Weasel voice indeed. At this point—actually far earlier—I needed a drink. Forget about the Beethovens and Bachs of wine. I just needed something to get me through the remaining pages without my head blowing off in a feminist rage. Plentiful and cheap were my criteria, and there it was, prominently displayed as I entered the wine store: a €7.99 bottle of a red blend from Piedmont with a truffle hound on the label. (Dibdin would have done well to give us more of Anna, the truffle hound belonging to another local who turns up dead after the winemaker Manlio Vincenzo is first murdered. Alas, we get nothing so likable as a dog.)
The wine was drinkable enough, and the label, twee as it might be, was subtler than some of the similes Dibdin hoists on the reader. My favorites include:
At dawn the next morning, as the dull exhausted light strained to heave the insensible darkness off the lagoon like an elderly whore trying to get out from under a drunken client…
A vision of her supine and naked, her large breasts lolling around on her chest like half-trained puppies with a mind of their own.
Back to the “murder-in-wine-country” strand of the book, things aren’t going much better. The dead winemaker’s son had originally been arrested for his father’s murder under the pretense that his father was a homophobe and the son, who was gay, murdered him in a fit of rage. Soon we learn that, doh!, it was all a big misunderstanding: the son’s betrothed, Andrea, is just an American woman, not the Italian man his father assumed an Andrea would be. Meanwhile, the dead bodies keep piling up.

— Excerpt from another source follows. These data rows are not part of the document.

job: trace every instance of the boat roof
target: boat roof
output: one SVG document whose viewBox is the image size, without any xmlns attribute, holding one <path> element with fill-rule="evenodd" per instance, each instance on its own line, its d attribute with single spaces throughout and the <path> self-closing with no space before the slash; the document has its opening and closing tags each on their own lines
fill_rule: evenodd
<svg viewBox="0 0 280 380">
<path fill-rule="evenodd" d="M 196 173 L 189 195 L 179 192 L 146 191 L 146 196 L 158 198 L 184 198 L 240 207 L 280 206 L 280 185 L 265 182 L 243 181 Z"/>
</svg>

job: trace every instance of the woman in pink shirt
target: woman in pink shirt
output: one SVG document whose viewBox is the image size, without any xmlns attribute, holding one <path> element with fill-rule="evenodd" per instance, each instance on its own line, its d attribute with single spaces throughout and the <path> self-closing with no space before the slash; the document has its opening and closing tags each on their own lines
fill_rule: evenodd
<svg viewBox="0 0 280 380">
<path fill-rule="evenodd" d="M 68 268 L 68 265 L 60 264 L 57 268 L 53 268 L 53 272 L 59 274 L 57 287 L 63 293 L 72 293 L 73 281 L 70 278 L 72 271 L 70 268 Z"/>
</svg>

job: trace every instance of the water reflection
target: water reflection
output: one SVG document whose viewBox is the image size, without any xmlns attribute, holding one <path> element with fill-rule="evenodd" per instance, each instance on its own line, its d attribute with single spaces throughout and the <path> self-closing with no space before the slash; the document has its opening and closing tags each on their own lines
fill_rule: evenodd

Despite its flaws, the last chapter of the book, which wraps up the mainline murder plot, is a corker. In his acknowledgements, Dibdin cites Poe and The Cask of Amontillado, claiming “a few echoes of which may be discerned in the second chapter.” I will offer no spoilers here other than to say I think it’s actually the last chapter that’s pure Poe. I haven’t felt so deliciously creeped out by a closing scene since I watched a black-and-white version of The Tell-Tale Heart in my sixth-grade English class. The finish, unlike the rest of the book, wasn’t long enough.